Modifying the Scheduler Configuration

  1. Go to the MapReduce service.
  2. Click the Configuration tab.
  3. Select Scope > JobTracker.
  4. Select Category > Jobs.
  5. Modify the configuration properties.

    If more than one role group applies to this configuration, edit the value for the appropriate role group. See Modifying Configuration Properties Using Cloudera Manager.

  6. Click Save Changes to commit the changes.
  7. Restart the JobTracker to apply the new configuration:
    1. Click the Instances tab.
    2. Click the JobTracker role.
    3. Select Actions for Selected > Restart.

Configuring the MapReduce Service to Save Job History

Minimum Required Role: Configurator (also provided by Cluster Administrator, Full Administrator)

Normally job history is saved on the host on which the JobTracker is running. You can configure JobTracker to write information about every job that completes to a specified HDFS location. By default, the information is retained for 7 days.

Enabling Map Reduce Job History To Be Saved to HDFS

  1. Create a folder in HDFS to contain the history information. When creating the folder, set the owner and group to mapred:hadoop with permission setting 775.
  2. Go to the MapReduce service.
  3. Click the Configuration tab.
  4. Select Scope > JobTracker.
  5. Select Category > Paths.
  6. Set the Completed Job History Location property to the location that you created in step 1.

    If more than one role group applies to this configuration, edit the value for the appropriate role group. See Modifying Configuration Properties Using Cloudera Manager.

  7. Click Save Changes.
  8. Restart the MapReduce service.

Setting the Job History Retention Duration

  1. Select the JobTracker Default Group category.
  2. Set the Job History Files Maximum Age property (mapreduce.jobhistory.max-age-ms) to the length of time (in milliseconds, seconds, minutes, or hours) that you want job history files to be kept.
  3. Restart the MapReduce service.
The Job History Files Cleaner runs at regular intervals to check for job history files that are ready to be deleted. By default, the interval is 24 hours.

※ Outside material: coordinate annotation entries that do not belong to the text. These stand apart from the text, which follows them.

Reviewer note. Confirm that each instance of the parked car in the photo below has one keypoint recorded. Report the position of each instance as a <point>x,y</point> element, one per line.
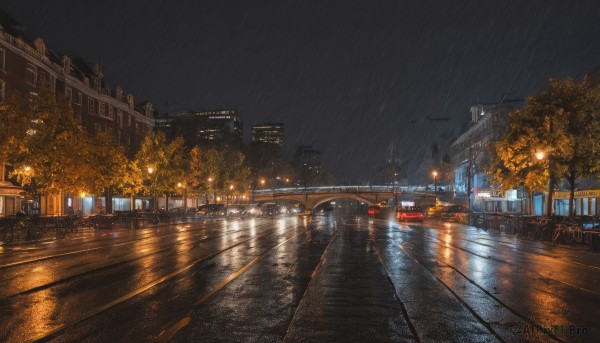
<point>234,210</point>
<point>212,210</point>
<point>374,210</point>
<point>410,214</point>
<point>454,213</point>
<point>273,209</point>
<point>297,209</point>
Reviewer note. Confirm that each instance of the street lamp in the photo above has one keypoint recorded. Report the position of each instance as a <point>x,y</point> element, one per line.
<point>541,154</point>
<point>151,171</point>
<point>182,185</point>
<point>210,180</point>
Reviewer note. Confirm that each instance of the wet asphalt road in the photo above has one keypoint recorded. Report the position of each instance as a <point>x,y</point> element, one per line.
<point>298,279</point>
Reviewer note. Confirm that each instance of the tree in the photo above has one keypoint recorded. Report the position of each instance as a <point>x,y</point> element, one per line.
<point>162,165</point>
<point>553,136</point>
<point>218,171</point>
<point>44,143</point>
<point>110,164</point>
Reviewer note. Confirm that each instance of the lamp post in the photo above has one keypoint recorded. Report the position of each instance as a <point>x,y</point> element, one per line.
<point>540,155</point>
<point>151,171</point>
<point>230,191</point>
<point>210,180</point>
<point>183,185</point>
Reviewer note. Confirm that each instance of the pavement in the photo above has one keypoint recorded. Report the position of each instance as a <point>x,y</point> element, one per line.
<point>298,279</point>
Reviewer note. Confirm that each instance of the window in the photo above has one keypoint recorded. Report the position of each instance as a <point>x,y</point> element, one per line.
<point>2,90</point>
<point>101,109</point>
<point>31,74</point>
<point>130,101</point>
<point>120,118</point>
<point>68,93</point>
<point>91,106</point>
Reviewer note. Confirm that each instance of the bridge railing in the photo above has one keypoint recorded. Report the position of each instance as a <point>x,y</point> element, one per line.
<point>338,189</point>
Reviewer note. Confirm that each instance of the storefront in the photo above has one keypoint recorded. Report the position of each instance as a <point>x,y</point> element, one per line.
<point>10,198</point>
<point>586,202</point>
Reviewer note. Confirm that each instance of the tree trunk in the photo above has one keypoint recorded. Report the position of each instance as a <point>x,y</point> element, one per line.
<point>550,191</point>
<point>571,180</point>
<point>108,196</point>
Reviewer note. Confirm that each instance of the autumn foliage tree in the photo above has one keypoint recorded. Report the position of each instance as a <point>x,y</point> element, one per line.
<point>43,142</point>
<point>554,136</point>
<point>160,164</point>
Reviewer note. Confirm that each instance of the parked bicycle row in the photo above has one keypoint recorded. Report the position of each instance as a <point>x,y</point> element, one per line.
<point>559,230</point>
<point>31,228</point>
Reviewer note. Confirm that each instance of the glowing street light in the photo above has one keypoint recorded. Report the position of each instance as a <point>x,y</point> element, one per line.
<point>540,155</point>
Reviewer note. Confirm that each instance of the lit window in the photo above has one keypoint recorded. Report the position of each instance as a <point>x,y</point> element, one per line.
<point>68,93</point>
<point>31,74</point>
<point>2,90</point>
<point>101,109</point>
<point>91,106</point>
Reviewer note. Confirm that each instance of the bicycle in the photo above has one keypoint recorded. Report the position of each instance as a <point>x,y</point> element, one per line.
<point>568,234</point>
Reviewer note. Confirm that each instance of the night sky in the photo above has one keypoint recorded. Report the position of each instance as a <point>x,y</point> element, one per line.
<point>348,77</point>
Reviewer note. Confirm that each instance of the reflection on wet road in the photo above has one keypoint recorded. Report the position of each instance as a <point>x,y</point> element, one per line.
<point>320,278</point>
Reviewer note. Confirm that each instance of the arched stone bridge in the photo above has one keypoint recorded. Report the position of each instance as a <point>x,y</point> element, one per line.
<point>312,197</point>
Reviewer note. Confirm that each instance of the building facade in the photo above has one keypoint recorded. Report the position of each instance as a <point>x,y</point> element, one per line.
<point>212,128</point>
<point>268,133</point>
<point>26,65</point>
<point>469,153</point>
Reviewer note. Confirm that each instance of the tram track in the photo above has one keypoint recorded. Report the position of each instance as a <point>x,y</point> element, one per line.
<point>465,302</point>
<point>432,260</point>
<point>149,236</point>
<point>190,242</point>
<point>126,297</point>
<point>455,247</point>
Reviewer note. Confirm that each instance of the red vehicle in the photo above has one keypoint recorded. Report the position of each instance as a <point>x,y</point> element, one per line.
<point>374,210</point>
<point>410,214</point>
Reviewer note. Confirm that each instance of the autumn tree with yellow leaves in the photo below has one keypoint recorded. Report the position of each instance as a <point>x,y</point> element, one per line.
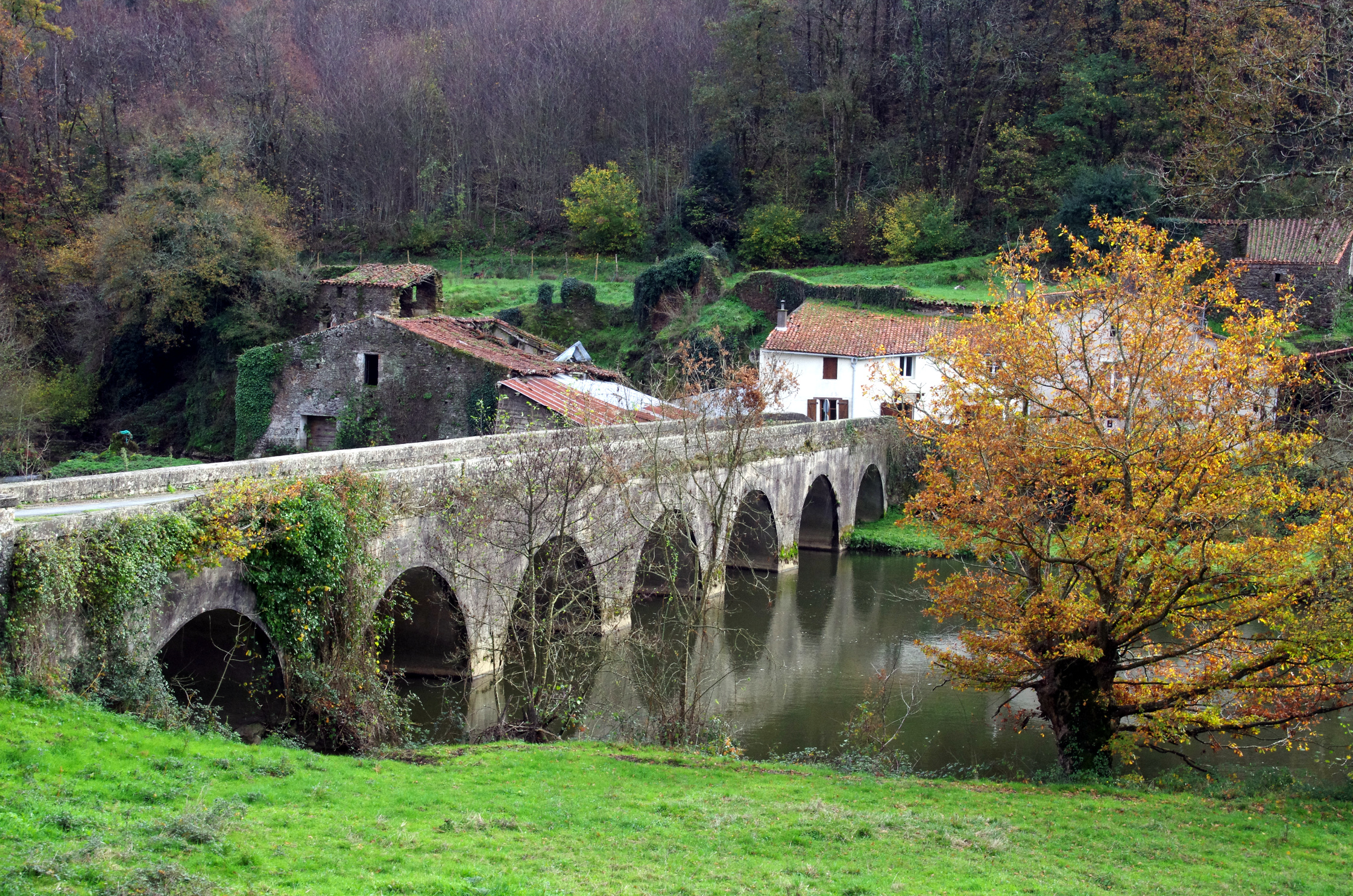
<point>1150,566</point>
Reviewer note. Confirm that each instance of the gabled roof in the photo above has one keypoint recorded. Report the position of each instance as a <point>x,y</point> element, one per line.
<point>584,404</point>
<point>1298,240</point>
<point>386,275</point>
<point>835,330</point>
<point>487,339</point>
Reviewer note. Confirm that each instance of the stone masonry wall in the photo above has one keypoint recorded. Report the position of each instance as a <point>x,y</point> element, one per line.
<point>1325,288</point>
<point>424,389</point>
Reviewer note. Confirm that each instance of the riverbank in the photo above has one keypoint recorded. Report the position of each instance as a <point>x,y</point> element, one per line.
<point>96,803</point>
<point>886,537</point>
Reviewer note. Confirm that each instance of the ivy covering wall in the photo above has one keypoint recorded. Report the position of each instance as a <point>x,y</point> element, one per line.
<point>305,549</point>
<point>256,370</point>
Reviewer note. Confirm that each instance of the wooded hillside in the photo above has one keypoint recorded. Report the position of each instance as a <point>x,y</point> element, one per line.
<point>167,168</point>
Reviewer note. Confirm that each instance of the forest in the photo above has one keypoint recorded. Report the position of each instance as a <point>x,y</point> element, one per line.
<point>172,171</point>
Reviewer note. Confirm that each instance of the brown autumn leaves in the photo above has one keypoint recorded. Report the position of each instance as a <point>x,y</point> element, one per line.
<point>1152,565</point>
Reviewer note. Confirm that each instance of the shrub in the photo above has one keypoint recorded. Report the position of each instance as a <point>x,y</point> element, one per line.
<point>90,465</point>
<point>770,235</point>
<point>857,233</point>
<point>605,216</point>
<point>511,316</point>
<point>680,273</point>
<point>922,226</point>
<point>577,294</point>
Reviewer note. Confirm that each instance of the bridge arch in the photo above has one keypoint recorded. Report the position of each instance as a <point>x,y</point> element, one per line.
<point>559,585</point>
<point>669,563</point>
<point>819,526</point>
<point>429,635</point>
<point>225,660</point>
<point>754,543</point>
<point>871,502</point>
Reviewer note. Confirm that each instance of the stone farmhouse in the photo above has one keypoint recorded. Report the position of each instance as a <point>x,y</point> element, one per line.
<point>398,290</point>
<point>1309,253</point>
<point>432,377</point>
<point>853,363</point>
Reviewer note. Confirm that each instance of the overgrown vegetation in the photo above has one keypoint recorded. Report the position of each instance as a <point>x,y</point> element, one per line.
<point>90,465</point>
<point>303,544</point>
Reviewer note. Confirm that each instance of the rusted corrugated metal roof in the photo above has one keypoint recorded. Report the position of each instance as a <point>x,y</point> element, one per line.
<point>835,330</point>
<point>575,406</point>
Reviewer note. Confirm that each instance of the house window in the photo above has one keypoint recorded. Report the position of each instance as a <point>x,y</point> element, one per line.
<point>824,409</point>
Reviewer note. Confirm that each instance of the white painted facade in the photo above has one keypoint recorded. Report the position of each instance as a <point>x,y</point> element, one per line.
<point>865,383</point>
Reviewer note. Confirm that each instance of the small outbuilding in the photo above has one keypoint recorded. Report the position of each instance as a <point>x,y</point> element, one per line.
<point>394,379</point>
<point>1310,255</point>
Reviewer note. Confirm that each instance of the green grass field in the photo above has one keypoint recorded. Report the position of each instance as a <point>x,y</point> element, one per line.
<point>885,537</point>
<point>935,279</point>
<point>96,803</point>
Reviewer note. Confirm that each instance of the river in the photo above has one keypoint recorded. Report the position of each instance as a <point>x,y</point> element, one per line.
<point>799,653</point>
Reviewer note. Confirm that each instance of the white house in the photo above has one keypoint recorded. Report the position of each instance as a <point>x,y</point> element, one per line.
<point>853,363</point>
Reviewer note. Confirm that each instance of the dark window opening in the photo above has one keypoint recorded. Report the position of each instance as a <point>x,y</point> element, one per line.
<point>823,409</point>
<point>321,434</point>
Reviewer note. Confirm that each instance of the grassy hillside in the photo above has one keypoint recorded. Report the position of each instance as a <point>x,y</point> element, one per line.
<point>96,803</point>
<point>935,279</point>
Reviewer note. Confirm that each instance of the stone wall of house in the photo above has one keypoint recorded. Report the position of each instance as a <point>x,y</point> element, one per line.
<point>424,389</point>
<point>336,303</point>
<point>1325,288</point>
<point>517,413</point>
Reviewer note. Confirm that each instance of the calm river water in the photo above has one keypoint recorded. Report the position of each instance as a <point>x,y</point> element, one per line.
<point>808,642</point>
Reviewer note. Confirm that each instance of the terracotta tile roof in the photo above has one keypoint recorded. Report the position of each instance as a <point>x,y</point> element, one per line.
<point>1296,240</point>
<point>577,406</point>
<point>835,330</point>
<point>475,336</point>
<point>391,275</point>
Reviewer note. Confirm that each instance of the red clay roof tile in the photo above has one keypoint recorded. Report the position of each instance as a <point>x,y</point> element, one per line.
<point>574,405</point>
<point>834,330</point>
<point>1296,240</point>
<point>390,275</point>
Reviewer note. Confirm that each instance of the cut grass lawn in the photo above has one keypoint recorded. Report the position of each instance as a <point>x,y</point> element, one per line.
<point>99,803</point>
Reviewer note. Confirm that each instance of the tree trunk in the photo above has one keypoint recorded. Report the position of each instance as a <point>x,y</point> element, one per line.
<point>1076,698</point>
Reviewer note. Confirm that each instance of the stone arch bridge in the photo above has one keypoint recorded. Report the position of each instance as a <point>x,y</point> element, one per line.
<point>803,486</point>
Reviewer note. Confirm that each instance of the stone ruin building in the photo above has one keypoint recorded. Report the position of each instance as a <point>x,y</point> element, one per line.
<point>398,290</point>
<point>1310,255</point>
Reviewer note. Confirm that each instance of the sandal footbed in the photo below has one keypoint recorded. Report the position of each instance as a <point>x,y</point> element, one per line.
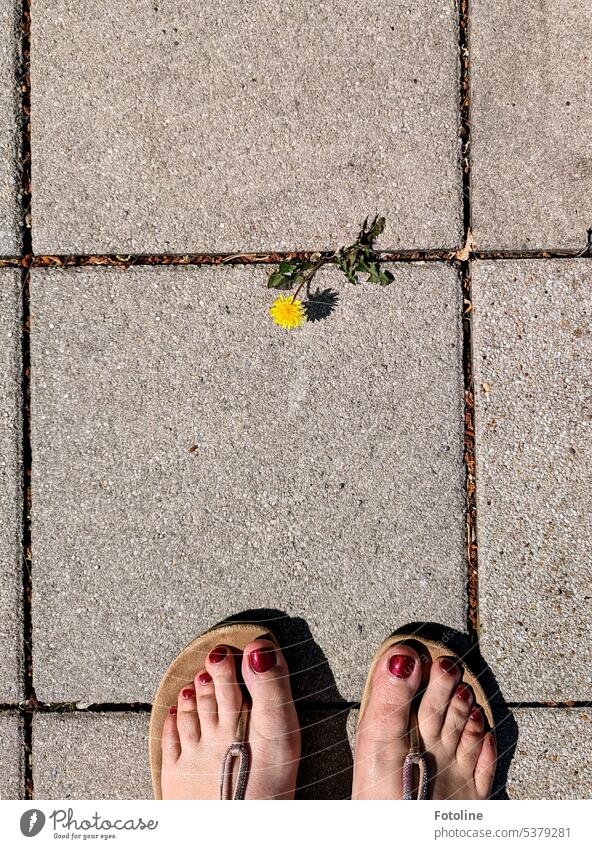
<point>429,651</point>
<point>183,670</point>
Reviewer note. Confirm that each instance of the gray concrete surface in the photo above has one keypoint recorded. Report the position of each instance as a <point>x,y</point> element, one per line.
<point>544,767</point>
<point>10,488</point>
<point>9,134</point>
<point>11,756</point>
<point>91,755</point>
<point>531,181</point>
<point>105,756</point>
<point>222,127</point>
<point>326,480</point>
<point>533,361</point>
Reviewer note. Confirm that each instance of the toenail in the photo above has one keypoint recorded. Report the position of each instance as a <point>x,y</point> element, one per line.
<point>463,692</point>
<point>217,655</point>
<point>448,665</point>
<point>262,660</point>
<point>401,665</point>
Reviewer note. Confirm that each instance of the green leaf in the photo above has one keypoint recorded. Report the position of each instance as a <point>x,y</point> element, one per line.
<point>287,266</point>
<point>277,280</point>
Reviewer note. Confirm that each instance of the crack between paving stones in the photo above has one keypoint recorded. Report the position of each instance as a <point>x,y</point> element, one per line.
<point>124,261</point>
<point>467,328</point>
<point>23,60</point>
<point>303,705</point>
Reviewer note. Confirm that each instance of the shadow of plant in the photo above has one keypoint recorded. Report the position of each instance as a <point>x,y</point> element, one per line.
<point>320,304</point>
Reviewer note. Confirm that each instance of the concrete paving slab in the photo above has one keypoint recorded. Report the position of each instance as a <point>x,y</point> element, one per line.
<point>104,756</point>
<point>11,688</point>
<point>531,181</point>
<point>221,127</point>
<point>11,756</point>
<point>532,325</point>
<point>9,133</point>
<point>545,765</point>
<point>192,460</point>
<point>91,756</point>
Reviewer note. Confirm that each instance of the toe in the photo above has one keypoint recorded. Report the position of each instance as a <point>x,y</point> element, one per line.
<point>187,719</point>
<point>221,666</point>
<point>395,682</point>
<point>382,738</point>
<point>470,741</point>
<point>171,744</point>
<point>267,677</point>
<point>485,768</point>
<point>207,706</point>
<point>456,716</point>
<point>444,678</point>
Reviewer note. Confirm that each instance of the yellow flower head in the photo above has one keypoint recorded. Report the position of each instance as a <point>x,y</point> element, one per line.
<point>287,311</point>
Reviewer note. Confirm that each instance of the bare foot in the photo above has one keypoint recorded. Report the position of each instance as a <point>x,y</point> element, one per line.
<point>203,724</point>
<point>461,756</point>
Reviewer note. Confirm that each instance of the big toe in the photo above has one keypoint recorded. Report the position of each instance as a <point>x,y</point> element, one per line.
<point>274,729</point>
<point>382,738</point>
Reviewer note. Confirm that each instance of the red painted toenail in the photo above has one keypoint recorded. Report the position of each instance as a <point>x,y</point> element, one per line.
<point>262,660</point>
<point>401,665</point>
<point>448,665</point>
<point>217,655</point>
<point>463,692</point>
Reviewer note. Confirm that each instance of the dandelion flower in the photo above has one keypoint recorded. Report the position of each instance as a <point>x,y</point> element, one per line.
<point>287,311</point>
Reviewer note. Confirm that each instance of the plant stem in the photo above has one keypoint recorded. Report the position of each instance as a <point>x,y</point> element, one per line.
<point>311,273</point>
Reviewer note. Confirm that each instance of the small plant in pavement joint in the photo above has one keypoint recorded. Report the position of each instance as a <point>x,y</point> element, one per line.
<point>296,275</point>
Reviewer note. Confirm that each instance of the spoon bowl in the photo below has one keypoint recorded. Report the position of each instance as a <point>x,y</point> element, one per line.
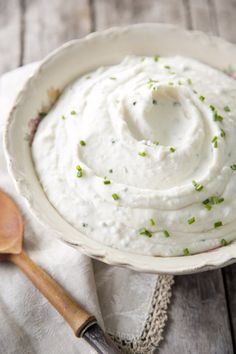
<point>11,226</point>
<point>11,239</point>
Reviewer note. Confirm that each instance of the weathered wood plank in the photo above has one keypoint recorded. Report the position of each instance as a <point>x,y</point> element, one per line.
<point>48,24</point>
<point>229,274</point>
<point>226,14</point>
<point>121,12</point>
<point>10,32</point>
<point>198,321</point>
<point>203,16</point>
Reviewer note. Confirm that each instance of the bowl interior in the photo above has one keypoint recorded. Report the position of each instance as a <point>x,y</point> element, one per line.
<point>63,66</point>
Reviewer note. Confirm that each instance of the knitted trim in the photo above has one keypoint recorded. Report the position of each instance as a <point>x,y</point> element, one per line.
<point>155,323</point>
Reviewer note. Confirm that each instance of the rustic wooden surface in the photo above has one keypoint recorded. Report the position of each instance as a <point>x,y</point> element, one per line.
<point>202,316</point>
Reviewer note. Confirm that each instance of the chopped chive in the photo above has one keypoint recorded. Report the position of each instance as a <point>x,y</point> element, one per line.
<point>222,133</point>
<point>223,242</point>
<point>191,220</point>
<point>145,232</point>
<point>42,114</point>
<point>79,171</point>
<point>227,109</point>
<point>208,207</point>
<point>216,200</point>
<point>217,117</point>
<point>166,233</point>
<point>217,224</point>
<point>215,141</point>
<point>115,196</point>
<point>152,222</point>
<point>213,200</point>
<point>186,252</point>
<point>198,187</point>
<point>142,153</point>
<point>212,108</point>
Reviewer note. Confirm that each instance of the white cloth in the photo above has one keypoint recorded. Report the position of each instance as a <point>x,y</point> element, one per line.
<point>120,299</point>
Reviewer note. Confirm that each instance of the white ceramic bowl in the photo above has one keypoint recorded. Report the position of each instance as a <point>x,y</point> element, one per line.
<point>60,68</point>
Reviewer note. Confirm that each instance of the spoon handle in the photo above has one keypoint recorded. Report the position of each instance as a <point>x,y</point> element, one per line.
<point>74,315</point>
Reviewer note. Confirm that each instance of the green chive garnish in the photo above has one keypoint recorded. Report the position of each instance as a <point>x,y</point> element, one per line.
<point>222,133</point>
<point>223,242</point>
<point>212,108</point>
<point>213,200</point>
<point>217,117</point>
<point>198,187</point>
<point>145,232</point>
<point>186,252</point>
<point>142,153</point>
<point>208,207</point>
<point>42,114</point>
<point>217,224</point>
<point>152,222</point>
<point>215,141</point>
<point>79,171</point>
<point>191,220</point>
<point>166,233</point>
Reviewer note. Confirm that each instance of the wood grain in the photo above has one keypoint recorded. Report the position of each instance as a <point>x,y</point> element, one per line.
<point>121,12</point>
<point>10,34</point>
<point>199,321</point>
<point>48,24</point>
<point>226,15</point>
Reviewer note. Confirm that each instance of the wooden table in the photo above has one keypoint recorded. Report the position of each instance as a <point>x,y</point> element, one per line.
<point>202,316</point>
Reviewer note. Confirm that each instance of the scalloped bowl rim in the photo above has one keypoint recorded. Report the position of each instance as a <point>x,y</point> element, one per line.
<point>152,264</point>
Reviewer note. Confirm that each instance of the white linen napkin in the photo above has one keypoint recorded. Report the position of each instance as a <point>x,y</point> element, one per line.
<point>131,306</point>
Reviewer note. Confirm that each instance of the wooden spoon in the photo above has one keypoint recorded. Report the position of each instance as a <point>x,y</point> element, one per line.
<point>11,238</point>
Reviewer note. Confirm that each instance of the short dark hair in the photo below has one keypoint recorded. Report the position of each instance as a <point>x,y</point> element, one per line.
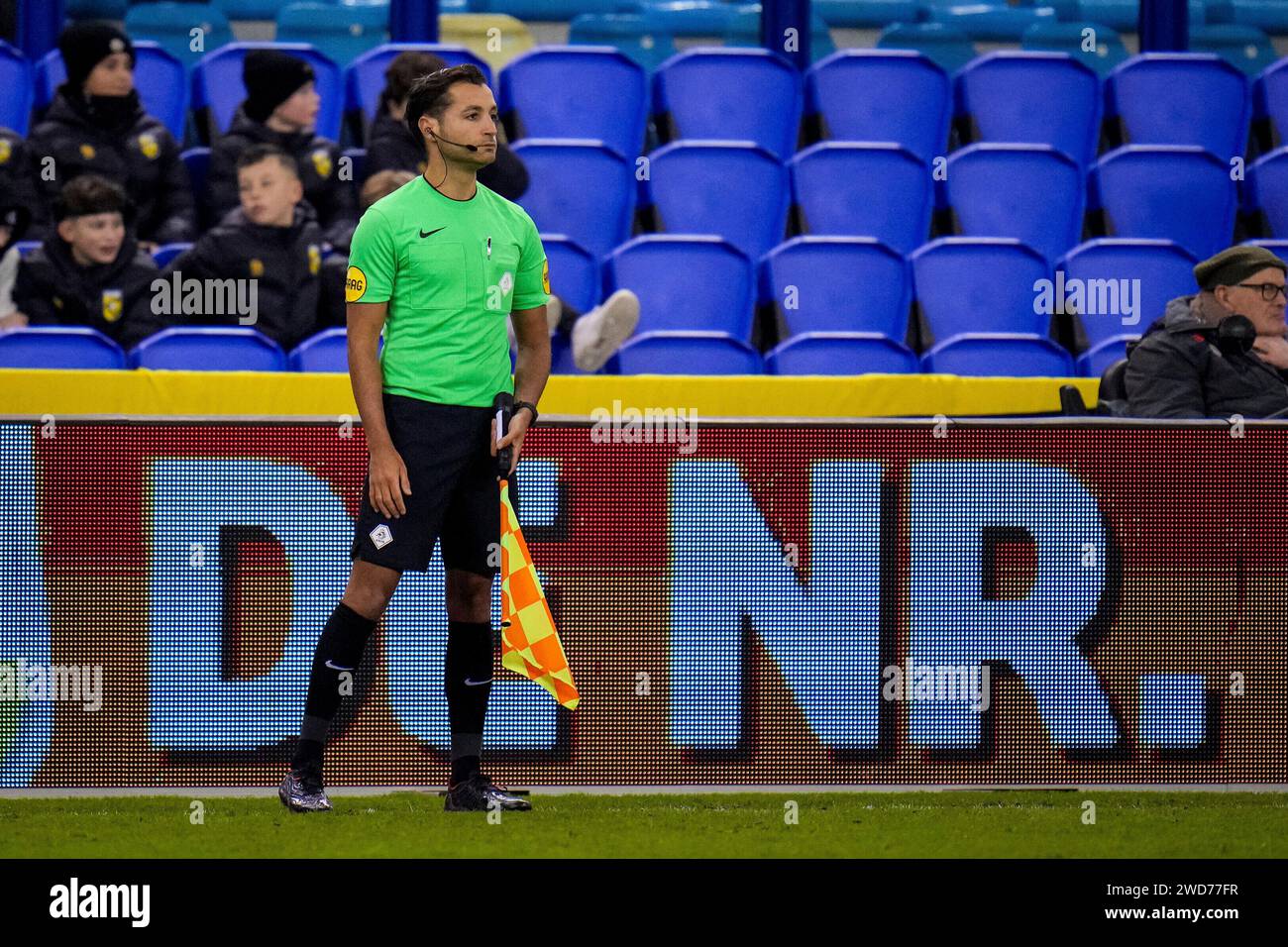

To change the frequency with which the Job History Files Cleaner runs:
  1. Select the JobTracker Default Group category.
  2. Set the Job History Files Cleaner Interval property (mapreduce.jobhistory.cleaner.interval) to the desired frequency (in milliseconds, seconds, minutes, or hours).
  3. Restart the MapReduce service.

Configuring Client Overrides

A configuration property qualified with (Client Override) is a server-side setting that ignores any value a client tries to set for that property. It performs the same role as its unqualified counterpart, and applies the configuration to the service with the setting <final>true</final>.

For example, if you set the Map task heap property to 1 GB in the job configuration code, but the service's heap property qualified with (Client Override) is set to 500 MB, then 500 MB is applied.